Quem vier para ver como as coisas no Irão são, e em que fase estamos da condição feminina,  então este filme é uma má opção. Este é um filme noir“, diz-nos Abbasi quando questionado sobre o que o cinema iraniano que chega aos festivais de cinema costuma ser. “Por isso mesmo, seria estranho fazer um noir e os policias não serem corruptos. E seria estranho se as ruas estivessem impecáveis e limpas, ou não existisse crime no centro. Quando pensei no filme pensei-o como noir, mas um noir enraizado no Irão. Este é um noir persa e não uma versão local do “Silêncio dos Inocentes”, embora muita gente gostasse que ele fosse isso. Se reparar, as imagens, os temas abordados, as cores utilizadas, etc, são diferentes dos noir tradicionais.

Misoginia

Nascido no Irão, mas radicado na Dinamarca, Abbasi não tem dúvidas que o Irão é um país com grandes problemas em relação à misoginia, e já o era antes da Revolução Islâmica.
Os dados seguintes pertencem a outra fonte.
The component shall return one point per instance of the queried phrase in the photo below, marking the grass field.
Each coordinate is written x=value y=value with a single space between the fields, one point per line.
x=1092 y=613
Ainda assim, o cineasta aponta diversos contrastes no país e faz uma comparação com a Arábia Saudita: “Estranhamente é um país também de contrastes, onde a maior parte dos alunos do ensino superior são mulheres. Temos médicas, engenheiras, etc. Acho sempre bizarro a imprensa ocidental vangloriar o facto das mulheres poderem conduzir na Arábia Saudita, dando a ideia de um país progressista. É ridículo! No Irão podem fazer isso há décadas e nunca ninguém falou do tema, pois é algo perfeitamente normal.” Ainda assim, o realizador não conseguiu filmar o projeto no país, apontando esse facto como “uma maldição, mas também uma bênção”.  “Tentei mas não permitiram. Claro que seria bom para dar autenticidade ao filme, mas simultaneamente isto permitiu-me a criação de um universo e geografia muito próprios. Se pensarmos na Chinatown de Los Angeles que vemos nos filmes, ela não existe. É um espaço mental. No meu filme passa-se o mesmo”.

Holy Spider” concorreu à Palma de Ouro e estreia a 16 de fevereiro.